The gist of this arrangement is recorded for us in the Old Testament over and over.  “So keep the words of this covenant to do them, that you may prosper in all that you do” (Deuteronomy 29:9).  Or “But his delight is in the law of the LORD, and in His law he meditates day and night … and in whatever he does he prospers” (Psalm 1:2-3).  And of course our verse from last time, “This book of the law shall not depart from your mouth, but you shall meditate on it day and night, so that you may be careful to do according to all that is written in it; for then you will make your way prosperous, and then you will have success” (Joshua 1:8).

Because we like the promise of success and because we like to think that what we do will open up the blessings of heaven, we often bring these concepts into our new covenant thinking.  It is a dangerous, mixed-covenant message.  It looks like this, “Yes, let’s leave the ‘law’ behind.  Let’s focus on Jesus and His commands (new covenant) and we will receive the blessing and prosperity God promised (old covenant).”  What exactly did God promise regarding our life circumstances in the new covenant?

The ultimate promise of Jesus is His presence, not success and prosperity.  First off, Jesus promised to come live inside us.  Talk about presence!  “In that day you will know that I am in My Father, and you in Me, and I in you” (John 14:20).  Just like Christ is in the Father, we are in Christ and Christ is in us.  How much closer can we get?  This is over-the-top presence.

This presence is experienced by us as Christ is literally living His life through us.  “I have been crucified with Christ; and it is no longer I who live, but Christ lives in me; and the life which I now live in the flesh I live by faith in the Son of God, who loved me and gave Himself up for me” (Galatians 2:20).

Here is another beautiful promise of Christ’s presence.  “For you have died and your life is hidden with Christ in God.  When Christ, who is our life, is revealed, then you also will be revealed with Him in glory” (Colossians 3:3-4).  Again, this is presence at its best, “hidden with Christ in God”.  And it will never end.  “I am with you always, even to the end of the age” (Matthew 28:20).

Here is a verse about prosperity and presence together.  “Keep your life free from the love of money, and be content with what you have, for He has said, “I will never leave you nor forsake you” (Hebrews 13:5).  In the realm of money’s hold on our lives, we are to be content rather than grasping for more.  I don’t see any promise here of, “Be content because more money is coming your way.”  No, the promise is, “Be content because I will never leave you.”  Christ’s presence in your life is assured FOREVER!  And, I might add, Christ’s presence in your life is more valuable than earthly prosperity.

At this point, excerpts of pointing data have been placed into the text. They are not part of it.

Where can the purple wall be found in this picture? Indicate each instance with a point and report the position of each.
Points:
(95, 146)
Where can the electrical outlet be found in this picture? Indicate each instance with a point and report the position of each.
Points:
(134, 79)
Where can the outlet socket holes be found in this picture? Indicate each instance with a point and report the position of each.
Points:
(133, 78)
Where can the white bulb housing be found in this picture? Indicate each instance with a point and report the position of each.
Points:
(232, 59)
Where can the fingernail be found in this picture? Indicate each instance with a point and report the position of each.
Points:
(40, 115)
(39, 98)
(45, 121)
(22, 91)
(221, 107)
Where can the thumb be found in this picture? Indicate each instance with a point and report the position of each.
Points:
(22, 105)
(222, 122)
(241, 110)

There are many more verses we could add about Christ’s promise of His presence when we go through suffering and the trials we face in this life.  Let us summarize with one more verse, “These things I have spoken to you, so that in Me you may have peace. In the world you have tribulation, but take courage; I have overcome the world” (John 16:33).

This really sums up the idea that the circumstances of this world will be troublesome.  Smooth sailing is never the promise for the child of God.  But in the midst of it all, the incredible presence of Jesus; in us, around us, alongside us, is a promise that will never fail.